Gestores municipais dessas cidades foram alvos nesta sexta-feira (14) da Operação Quebra Ossos, deflagrada pela Polícia Federal. Foram cumpridos 16 mandados de busca e apreensão e dois de prisão temporária. O MPF também conseguiu o bloqueio de R$ 78 milhões em bens dos investigados.
Até o momento, não há indícios da participação de parlamentares ou outras pessoas com foro privilegiado no esquema.
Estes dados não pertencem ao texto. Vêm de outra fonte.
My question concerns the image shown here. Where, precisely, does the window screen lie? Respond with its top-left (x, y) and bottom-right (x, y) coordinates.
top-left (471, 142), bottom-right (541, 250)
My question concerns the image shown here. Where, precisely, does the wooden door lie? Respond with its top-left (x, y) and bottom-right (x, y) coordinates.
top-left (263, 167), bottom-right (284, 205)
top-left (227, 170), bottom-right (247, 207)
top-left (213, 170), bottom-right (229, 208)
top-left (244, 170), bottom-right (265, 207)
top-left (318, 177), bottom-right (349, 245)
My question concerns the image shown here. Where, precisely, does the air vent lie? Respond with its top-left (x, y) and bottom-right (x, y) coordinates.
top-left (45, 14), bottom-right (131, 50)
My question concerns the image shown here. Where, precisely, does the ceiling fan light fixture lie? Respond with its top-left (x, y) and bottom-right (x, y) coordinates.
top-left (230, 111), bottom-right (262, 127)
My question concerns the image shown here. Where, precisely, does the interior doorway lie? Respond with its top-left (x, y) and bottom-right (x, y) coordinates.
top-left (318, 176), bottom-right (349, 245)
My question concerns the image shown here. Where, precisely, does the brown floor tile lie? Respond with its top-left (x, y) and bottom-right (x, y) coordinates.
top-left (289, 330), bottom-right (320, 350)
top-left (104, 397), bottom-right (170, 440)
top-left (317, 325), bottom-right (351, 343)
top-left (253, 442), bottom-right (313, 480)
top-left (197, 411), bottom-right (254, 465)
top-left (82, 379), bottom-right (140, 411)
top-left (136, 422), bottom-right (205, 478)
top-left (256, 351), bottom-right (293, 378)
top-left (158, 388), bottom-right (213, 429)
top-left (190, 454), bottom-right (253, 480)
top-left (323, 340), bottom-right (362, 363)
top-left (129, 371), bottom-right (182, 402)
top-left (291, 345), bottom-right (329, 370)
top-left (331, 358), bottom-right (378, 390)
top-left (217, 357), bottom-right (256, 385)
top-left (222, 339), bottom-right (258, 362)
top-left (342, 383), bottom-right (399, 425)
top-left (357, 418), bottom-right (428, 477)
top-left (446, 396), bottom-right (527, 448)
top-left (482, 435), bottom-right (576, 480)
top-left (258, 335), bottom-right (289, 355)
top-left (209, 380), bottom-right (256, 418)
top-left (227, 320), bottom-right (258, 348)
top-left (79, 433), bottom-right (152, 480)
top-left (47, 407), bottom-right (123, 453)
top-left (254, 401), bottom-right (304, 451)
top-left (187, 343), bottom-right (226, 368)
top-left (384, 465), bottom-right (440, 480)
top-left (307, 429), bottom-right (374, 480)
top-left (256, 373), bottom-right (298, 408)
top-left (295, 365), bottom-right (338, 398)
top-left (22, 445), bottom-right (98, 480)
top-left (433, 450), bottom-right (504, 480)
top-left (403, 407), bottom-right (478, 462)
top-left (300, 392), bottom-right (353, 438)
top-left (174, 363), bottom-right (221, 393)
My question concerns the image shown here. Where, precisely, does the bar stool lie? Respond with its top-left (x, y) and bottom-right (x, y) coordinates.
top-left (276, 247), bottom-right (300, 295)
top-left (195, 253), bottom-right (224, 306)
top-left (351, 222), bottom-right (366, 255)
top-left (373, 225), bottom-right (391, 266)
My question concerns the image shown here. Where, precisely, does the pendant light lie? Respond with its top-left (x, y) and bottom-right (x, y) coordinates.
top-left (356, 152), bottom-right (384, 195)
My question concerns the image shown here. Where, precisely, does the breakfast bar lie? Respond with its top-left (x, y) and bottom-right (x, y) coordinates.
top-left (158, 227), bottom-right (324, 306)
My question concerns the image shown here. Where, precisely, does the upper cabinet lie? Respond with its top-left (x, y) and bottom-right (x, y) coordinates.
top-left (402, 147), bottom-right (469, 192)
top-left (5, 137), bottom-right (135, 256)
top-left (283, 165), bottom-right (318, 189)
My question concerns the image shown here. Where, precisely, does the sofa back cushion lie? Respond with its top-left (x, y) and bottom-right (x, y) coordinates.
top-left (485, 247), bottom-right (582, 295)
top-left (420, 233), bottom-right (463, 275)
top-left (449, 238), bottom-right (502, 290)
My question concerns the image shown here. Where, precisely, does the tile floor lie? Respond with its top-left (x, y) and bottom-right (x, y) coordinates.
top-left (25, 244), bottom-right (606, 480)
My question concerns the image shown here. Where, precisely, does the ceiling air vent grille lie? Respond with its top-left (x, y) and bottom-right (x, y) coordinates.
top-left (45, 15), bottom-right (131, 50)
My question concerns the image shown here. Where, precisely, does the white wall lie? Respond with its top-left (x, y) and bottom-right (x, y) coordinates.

Caso apareçam, os inquéritos serão repassados à Procuradoria-Geral da República.
A procuradoria afirma que os investigados inseriam dados falsos em programas do Sistema Único de Saúde (SUS), como o Sistema de Informações Ambulatoriais (SIA) e Sistema de Informações Hospitalares (SIH). Com isso, inflavam os atendimentos prestados e as cidades recebiam mais dinheiro público.
Em um dos casos, um município informou ao governo federal ter realizado 900 mil consultas de serviço médico especializado em um ano. Mas a cidade tem apenas 29 mil habitantes e oito médicos contratados. Para a conta fechar, seria necessário que cada médico realizasse 450 atendimentos por dia.
Os gastos na cidade saltaram de R$ 330 mil em atendimentos de alta complexidade em 2020 para R$ 9,3 milhões, em 2021, sem nenhum aumento na estrutura física para dar suporte à nova demanda.
Para o MPF, é inadmissível que os municípios não sejam obrigados a detalhar ao governo federal quais foram os pacientes atendidos no período e o tipo de tratamento que receberam. Os procuradores dizem que a falta de controle do Ministério da Saúde é o principal fator que facilita as fraudes.
O Bastidor procurou o Ministério da Saúde, mas a pasta ainda não respondeu.